L’IMMIGRAZIONE È “BELLA” PERCHÉ È VARIA
22 settembre 2010
L’emigrazione è una caratteristica che procede di pari passo con l’avvento e la divulgazione dell’uomo sulla terra. Emigrarono le popolazioni germaniche che si stanziarono in tutto il nord Europa; emigrarono, come la religione ci insegna, intere generazioni di ebrei per scappare dalle persecuzioni. Emigrarono polacchi, rumeni, russi, serbi e cecoslovacchi per cercare situazioni migliori negli anni della grande guerra. Emigrarono molti italiani durante gli anni post bellici per cercare lavoro e fortune economiche nelle Americhe.
Oggi emigrano principalmente rumeni, albanesi, marocchini, cinesi ed ucraini. Molti emigrano verso Germania, Francia e Spagna, e molti, oltre 5 milioni nel 2008, sono immigrati in Italia.
Immigrati. Questa parola solitamente genera perplessità, ripudio, odio e razzismo. C’è una sorta di prevenzione nei confronti di coloro che immigrano nel nostro paese con l’unico scopo di migliorare la propria vita. Non si distingue neanche più tra l’immigrato clandestino e l’immigrato regolarizzato. Tutti rappresentano una minaccia al nostro benessere, al nostro posto di lavoro e al nostro quieto vivere. La domanda sorge spontanea: “cos’è che ci spinge ad essere così intolleranti nei confronti degli immigrati ?” La risposta che spesso si sente è: “ci rubano il lavoro”. Ma si sente anche “vengono in Italia a creare disordine” e ancora “non ci sono case per noi italiani perché molte sono affittate agli stranieri”. La soluzione più logica a questi problemi è rispedire tutti gli stranieri nei propri paesi senza distinzione tra regolari e clandestini. E’ curioso notare che mentre la cancelliera Merkl apre agli immigrati regolari tedeschi perché “patrimonio economico per il futuro della Germania”, nel belpaese la lega propone la chiusura delle frontiere e richiede l’espulsione di tutti gli immigrati clandestini.
Quello su cui non si riflette è che chiudendo le frontiere non si risolve il problema. Molti clandestini, infatti, arrivano in Italia con un semplice visto turistico di validità 3 mesi. In quest’arco di tempo cercano un lavoro e una sistemazione ed il gioco è fatto. Tra questi immigrati-turisti abbiamo una grande affluenza di rumeni, polacchi e ucraini. Un discorso diverso va fatto per afghani, libici e marocchini che spesso arrivano clandestinamente richiedendo asilo politico (perché nei loro paesi è più complicato ottenere un visto turistico dalle ambasciate italiane).
Un altro punto su cui non si riflette è che gli stranieri non ci tolgono affatto lavoro.
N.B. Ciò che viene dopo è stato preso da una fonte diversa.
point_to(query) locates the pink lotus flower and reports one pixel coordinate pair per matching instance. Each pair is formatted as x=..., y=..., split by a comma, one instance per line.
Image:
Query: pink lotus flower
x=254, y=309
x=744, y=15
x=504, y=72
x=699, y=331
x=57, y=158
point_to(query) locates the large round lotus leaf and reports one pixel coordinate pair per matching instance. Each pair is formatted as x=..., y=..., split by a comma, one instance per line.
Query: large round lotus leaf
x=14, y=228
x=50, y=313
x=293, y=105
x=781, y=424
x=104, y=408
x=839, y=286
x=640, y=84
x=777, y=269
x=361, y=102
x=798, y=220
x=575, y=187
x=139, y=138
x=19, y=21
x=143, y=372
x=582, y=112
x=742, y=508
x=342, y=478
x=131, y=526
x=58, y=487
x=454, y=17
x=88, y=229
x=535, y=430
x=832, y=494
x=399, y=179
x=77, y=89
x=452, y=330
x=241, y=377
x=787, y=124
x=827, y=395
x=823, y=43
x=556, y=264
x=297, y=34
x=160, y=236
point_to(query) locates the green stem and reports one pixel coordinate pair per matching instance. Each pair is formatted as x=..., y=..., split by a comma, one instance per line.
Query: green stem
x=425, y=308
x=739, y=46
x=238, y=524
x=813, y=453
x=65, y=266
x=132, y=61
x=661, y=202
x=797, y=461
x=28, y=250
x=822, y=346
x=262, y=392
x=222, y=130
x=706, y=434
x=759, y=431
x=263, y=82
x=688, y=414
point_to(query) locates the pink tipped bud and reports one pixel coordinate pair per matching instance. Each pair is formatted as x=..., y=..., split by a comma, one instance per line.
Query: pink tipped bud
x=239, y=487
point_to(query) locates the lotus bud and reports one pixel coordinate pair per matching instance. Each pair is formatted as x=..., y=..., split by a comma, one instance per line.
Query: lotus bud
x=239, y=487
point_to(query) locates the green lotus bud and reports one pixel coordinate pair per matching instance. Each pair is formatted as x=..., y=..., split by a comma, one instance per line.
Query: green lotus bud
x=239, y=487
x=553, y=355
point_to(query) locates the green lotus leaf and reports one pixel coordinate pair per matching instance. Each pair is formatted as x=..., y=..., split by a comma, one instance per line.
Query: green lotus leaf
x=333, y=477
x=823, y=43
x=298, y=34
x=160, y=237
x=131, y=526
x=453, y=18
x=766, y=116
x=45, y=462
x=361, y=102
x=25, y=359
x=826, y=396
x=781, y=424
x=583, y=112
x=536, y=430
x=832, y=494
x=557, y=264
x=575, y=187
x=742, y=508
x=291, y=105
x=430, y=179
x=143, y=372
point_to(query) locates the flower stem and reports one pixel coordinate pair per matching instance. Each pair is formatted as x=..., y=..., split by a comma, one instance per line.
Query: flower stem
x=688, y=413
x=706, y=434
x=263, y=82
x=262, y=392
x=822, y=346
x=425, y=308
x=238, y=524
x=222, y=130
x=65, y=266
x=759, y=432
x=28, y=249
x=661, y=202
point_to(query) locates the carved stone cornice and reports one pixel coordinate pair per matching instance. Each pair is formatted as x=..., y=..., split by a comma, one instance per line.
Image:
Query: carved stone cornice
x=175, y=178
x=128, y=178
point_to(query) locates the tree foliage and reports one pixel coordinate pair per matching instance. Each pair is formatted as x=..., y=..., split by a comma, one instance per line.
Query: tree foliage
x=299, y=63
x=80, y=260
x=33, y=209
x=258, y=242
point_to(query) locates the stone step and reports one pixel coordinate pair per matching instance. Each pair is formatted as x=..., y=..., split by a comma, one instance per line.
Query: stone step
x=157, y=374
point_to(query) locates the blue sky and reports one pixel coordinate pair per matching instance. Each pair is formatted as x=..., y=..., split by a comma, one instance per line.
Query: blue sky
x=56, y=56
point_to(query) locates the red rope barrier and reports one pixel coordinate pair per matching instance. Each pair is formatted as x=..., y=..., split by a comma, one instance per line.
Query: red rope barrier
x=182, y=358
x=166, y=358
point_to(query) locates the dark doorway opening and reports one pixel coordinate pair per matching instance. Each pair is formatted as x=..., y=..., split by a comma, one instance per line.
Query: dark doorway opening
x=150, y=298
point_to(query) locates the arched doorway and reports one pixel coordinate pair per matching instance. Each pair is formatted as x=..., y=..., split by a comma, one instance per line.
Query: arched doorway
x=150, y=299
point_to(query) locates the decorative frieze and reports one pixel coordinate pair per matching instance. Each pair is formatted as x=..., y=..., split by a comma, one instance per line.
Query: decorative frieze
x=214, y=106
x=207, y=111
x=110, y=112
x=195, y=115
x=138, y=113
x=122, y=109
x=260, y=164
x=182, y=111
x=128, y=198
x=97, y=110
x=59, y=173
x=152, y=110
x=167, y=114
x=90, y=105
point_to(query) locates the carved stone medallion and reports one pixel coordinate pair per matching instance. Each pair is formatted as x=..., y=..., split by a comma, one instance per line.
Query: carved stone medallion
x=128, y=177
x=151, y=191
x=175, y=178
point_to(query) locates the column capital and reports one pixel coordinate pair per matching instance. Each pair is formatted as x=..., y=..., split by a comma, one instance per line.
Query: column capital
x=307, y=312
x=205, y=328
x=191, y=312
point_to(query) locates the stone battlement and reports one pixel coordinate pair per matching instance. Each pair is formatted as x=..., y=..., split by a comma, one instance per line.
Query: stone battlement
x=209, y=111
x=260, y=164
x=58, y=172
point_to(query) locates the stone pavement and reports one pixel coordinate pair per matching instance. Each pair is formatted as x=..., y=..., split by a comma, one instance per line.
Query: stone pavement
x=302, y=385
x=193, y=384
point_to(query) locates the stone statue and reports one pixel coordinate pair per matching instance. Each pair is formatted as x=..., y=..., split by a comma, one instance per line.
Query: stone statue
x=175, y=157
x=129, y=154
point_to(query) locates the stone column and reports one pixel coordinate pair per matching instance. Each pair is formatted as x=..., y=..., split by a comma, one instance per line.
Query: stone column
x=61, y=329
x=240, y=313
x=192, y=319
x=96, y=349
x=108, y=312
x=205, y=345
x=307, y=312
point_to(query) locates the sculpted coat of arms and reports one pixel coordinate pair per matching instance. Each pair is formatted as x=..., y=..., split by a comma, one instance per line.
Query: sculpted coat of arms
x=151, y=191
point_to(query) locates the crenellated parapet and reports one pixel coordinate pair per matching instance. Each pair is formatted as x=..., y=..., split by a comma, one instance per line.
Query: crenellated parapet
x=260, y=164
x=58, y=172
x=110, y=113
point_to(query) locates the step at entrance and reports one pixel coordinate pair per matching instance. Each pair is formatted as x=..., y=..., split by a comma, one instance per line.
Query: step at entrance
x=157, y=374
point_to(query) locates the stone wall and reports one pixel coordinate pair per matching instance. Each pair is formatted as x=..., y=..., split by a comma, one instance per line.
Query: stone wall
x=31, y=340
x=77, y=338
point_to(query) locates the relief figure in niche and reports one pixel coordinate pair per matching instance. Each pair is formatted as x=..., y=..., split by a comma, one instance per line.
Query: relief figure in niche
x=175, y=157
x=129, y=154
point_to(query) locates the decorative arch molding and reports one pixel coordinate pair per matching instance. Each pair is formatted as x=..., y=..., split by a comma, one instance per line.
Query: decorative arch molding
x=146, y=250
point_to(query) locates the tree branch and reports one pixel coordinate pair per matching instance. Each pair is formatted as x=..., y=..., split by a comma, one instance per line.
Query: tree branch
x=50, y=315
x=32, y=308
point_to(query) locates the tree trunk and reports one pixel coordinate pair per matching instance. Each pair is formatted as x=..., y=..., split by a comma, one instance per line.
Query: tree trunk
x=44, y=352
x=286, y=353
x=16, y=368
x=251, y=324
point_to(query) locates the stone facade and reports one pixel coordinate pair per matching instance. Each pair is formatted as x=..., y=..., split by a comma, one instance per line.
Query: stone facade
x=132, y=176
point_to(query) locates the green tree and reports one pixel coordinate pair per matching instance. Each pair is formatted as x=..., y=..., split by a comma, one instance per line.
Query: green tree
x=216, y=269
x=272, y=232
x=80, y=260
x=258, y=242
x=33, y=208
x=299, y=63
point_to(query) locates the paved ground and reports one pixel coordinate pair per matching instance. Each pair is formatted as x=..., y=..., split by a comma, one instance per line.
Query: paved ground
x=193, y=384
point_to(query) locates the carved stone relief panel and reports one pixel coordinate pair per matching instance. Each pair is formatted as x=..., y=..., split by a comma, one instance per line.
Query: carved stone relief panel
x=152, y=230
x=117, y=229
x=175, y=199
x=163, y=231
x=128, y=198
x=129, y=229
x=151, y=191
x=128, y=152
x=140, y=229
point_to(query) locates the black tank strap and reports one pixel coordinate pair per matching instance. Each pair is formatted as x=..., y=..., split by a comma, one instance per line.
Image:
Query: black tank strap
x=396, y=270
La maggior parte di loro è impiegato in lavori umili che noi italiani non facciamo: coltivare campi, lavorare in garage, ma anche badanti e colf sono lavori che nessun italiano farebbe. E’ quindi una fortuna avere queste persone che per poche centinaia di euro si sottopongono a lavori duri (anche 11 ore al giorno per un compenso di 1000 €, senza ferie pagate e giorni liberi a settimana). Il problema dell’immigrazione è un punto fermo che l’attuale governo Berlusconi continua a sostenere di “combattere a spada tratta”, sostenendo che negli ultimi due anni la percentuale degli immigrati in Italia è calata. Si continua ad alimentare la fiamma dell’intolleranza e dell’odio verso queste persone che in parte rappresentano un patrimonio per l’economia del paese.
L’Italia anche su questo problema è chiaramente un paese diviso. In Lombardia l’intolleranza è al limite della saturazione (anche perché è la regione più popolata da immigrati), mentre in parlamento c’è chi si schiera con Calderoli – Bossi e sostiene che un’Italia senza stranieri sarebbe un paese migliore, mentre c’è chi protegge e sostiene gli immigrati regolari. L’impressione è che con la chiusura delle frontiere non si risolverebbe molto, perché i clandestini continuerebbero ad arrivare dalle nazioni europee con il famoso visto turistico. E’ un tira e molla infinito, che va avanti da decenni; ma se si guarda indietro ci si accorge che il fenomeno dell’emigrazione va avanti da secoli, e per un certo periodo tanto importante quanto tragico della storia italiana, è stato anche un fenomeno che ci ha coinvolto in prima persona.
La maggior parte degli immigrati viene in Italia con un solo obiettivo: poter star meglio economicamente e condurre una vita migliore.
Non vengono qui per rubare, stuprare o cercare impieghi in aziende. Ma forse si è troppo egoisti ed intolleranti per comprenderlo.